It's not every day you watch a hockey game that has the potential to end as an overtime loss despite a 4-2 win for the home team. After a regulation time victory over Team Russia, the Canadian U-20 squad needed an extra period to determine junior hockey superiority in Halifax. They did as shortly into the extra frame, a wicked Ryan Strome wrist shot won the tournament for Canada.
Canada won the first game of the tournament but dropped Games Two and Three, meaning that they needed a regulation victory in Game Four to have a chance at capturing the Canada-Russia Challenge series. There's no "right" way to determine the winner in a 4-game series when it's tied 2-2, but this is probably better than determining the series off of pure goal differential.
How did we get there? Well, Jonathan Huberdeau dominated, making a play on the first Canada goal of the game that got line mate Lucas Lassio the puck in front of the net. He cleared the front of the net later on a powerplay and created the space for Ty Rattie to tie the game 2-2 in the second. He had another assist in that period on a Rattie goal, and scored again in the third with a little under six minutes to go on another power move in front. Canada had a 4-2 lead at that point and hung on for the victory after 60 minutes.
In 4-on-4 Overtime, Strome was on the ice on a forward unit with Charles Hudon and a clearing attempt bounced off of Xavier Ouellett to Hudon on the near boards. After a second failed clearing attempt, Strome made a step around Mikhail Naumenkov and delivered a wicked shot over the shoulder of a cheating Andrey Vasilevski who had to play deep with Ouellet cutting to the net.
Winning this tournament is good to reassure Canadian junior hopes, and there's a lot of talent to pull from to make Team Canada's World U-20 roster in Ufa, Russia this winter. Here's how the units were graded:
Forwards — The greatest threat to Team Canada's forward unit is, oddly, the NHL labour negotiations. If an NHL season were to start on schedule, the Canadians would likely lose Huberdeau and Strome to the bigs, and they were Canada's most threatening weapons on the ice in this game.
But there's a lot of talent on this group, although the team couldn't generate anything more than scoring chances at 5-on-5. The second line was buzzing in part to the stellar play by Hudon. Ty Rattie's pair of goals on the powerplay was his first offensive showing on the night. Mark Scheifele looked as good as he's ever been, drawing three penalties and making himself a physical presence with a couple of big hits. Overall, Canada did a good job at winning board battles in the offensive zone and keeping the shot clock ticking.
Philip Danault did a good job on the third line creating a couple of good scoring chances, but his wingers were virtually invisible.

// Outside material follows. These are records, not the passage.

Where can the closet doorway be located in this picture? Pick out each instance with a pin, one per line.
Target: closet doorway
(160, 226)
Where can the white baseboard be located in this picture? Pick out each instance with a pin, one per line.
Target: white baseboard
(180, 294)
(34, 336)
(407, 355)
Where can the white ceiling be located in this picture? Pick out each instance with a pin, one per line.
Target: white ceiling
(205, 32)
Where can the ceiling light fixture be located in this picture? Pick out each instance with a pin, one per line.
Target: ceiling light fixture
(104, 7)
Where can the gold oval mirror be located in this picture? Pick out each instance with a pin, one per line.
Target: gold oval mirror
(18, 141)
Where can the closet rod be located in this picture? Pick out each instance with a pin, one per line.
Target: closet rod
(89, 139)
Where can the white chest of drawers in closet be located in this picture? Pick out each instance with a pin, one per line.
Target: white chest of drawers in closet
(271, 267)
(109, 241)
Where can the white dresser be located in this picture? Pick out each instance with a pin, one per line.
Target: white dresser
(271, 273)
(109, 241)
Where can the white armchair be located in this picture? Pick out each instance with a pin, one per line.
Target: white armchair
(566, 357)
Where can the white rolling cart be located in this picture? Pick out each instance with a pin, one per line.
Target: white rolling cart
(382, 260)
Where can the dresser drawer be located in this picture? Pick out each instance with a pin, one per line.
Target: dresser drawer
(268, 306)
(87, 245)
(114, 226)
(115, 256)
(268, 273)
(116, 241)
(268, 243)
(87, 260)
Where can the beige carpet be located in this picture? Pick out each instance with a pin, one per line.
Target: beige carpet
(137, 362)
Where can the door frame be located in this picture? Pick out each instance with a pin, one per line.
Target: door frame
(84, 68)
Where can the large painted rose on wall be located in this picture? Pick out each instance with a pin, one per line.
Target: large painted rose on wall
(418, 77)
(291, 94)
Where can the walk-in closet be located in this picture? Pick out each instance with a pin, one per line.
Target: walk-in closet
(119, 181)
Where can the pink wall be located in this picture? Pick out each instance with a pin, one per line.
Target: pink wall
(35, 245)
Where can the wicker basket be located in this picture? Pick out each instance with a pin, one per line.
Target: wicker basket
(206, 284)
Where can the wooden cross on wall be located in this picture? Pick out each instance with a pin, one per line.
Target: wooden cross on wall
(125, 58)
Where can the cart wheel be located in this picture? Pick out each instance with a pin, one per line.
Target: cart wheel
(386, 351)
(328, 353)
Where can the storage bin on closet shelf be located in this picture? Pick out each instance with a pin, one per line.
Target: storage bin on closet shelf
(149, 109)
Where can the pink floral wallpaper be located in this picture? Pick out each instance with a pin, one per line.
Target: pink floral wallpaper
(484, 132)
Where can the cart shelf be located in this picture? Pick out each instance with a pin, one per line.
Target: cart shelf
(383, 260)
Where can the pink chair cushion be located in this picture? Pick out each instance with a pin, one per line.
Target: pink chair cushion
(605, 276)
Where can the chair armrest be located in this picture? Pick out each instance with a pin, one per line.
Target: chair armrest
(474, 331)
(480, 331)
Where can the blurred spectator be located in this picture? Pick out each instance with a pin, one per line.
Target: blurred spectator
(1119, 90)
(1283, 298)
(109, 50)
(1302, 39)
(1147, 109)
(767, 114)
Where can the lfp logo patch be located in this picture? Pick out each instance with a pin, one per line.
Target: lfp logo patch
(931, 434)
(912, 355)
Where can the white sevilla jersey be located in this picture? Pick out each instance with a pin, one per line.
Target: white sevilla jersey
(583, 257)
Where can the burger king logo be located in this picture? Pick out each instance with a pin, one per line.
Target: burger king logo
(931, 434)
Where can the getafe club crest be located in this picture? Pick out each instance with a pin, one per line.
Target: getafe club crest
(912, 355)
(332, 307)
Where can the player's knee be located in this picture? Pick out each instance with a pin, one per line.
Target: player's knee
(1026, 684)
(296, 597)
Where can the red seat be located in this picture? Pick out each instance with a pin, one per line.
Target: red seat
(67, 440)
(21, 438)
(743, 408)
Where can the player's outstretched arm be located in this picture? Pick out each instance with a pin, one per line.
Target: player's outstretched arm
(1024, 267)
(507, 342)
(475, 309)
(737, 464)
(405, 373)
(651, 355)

Linemate Phil di Giuseppe didn't play particularly well offensively but that line did a good job at keeping Russia out of their end of the ice. Finally, Boone Jenner played well at both ends on the fourth line and that could be an effective unit if Tom Wilson didn't take a couple of bad penalties.
Defence — Speaking of players you may lose to the NHL for the final roster in December, Ryan Murphy was again Canada's greatest weapon from the back-end, but the unit as a whole didn't integrate themselves with the offence as much as they had in Game Three.
Perhaps that was due to the coach. Spott seemed determined to get Scott Harrington to match up against Russia's big weapons Nail Yakupov-Mikhail Grigorenko-Anton Zlobin, and that line didn't have a good amount of success until a couple of good chances in the third period. Canada seemed stronger in their own end than in Game Three, but a lot of that comes from the play of the goaltender behind them. Two goals looks a lot better than six, even if not all of the six given up in the last two games were particularly the fault of the defencemen.
In the 4-on-4 OT, I thought there would be more space for the defence to shine. Other than a couple of rushes by Murphy and Ouellett on the winner, I didn't see too much aggression from the back end although not too many defenders got out for more than a shift in the period. Morgan Rielly and Dougie Hamilton looked good on the right side of centre, but I thought they looked shaky in their own end, particularly Hamilton who misplayed a couple of loose pucks in front of his own net, the first of which led to Russia's first goal.
Goaltending — After poor performances from Laurent Brossoit and Maxime Lagace in Games Two and Three, Canada returned with Malcolm Subban in Game Four and he was good, even if he wasn't particularly busy. Both goals that beat him did so under the most honourable of circumstances: a 2-on-1 where Andrei Sigarev mishandled the puck slightly, fooling Subban's movement, and the second goal was an absolute rocket from the point on the powerplay from Albert Yarullin.
He didn't have to be great, but being "good" on this night was enough for Canada. He was fine, and he ought to be the clear-cut favourite to backstop Canada's junior team come December.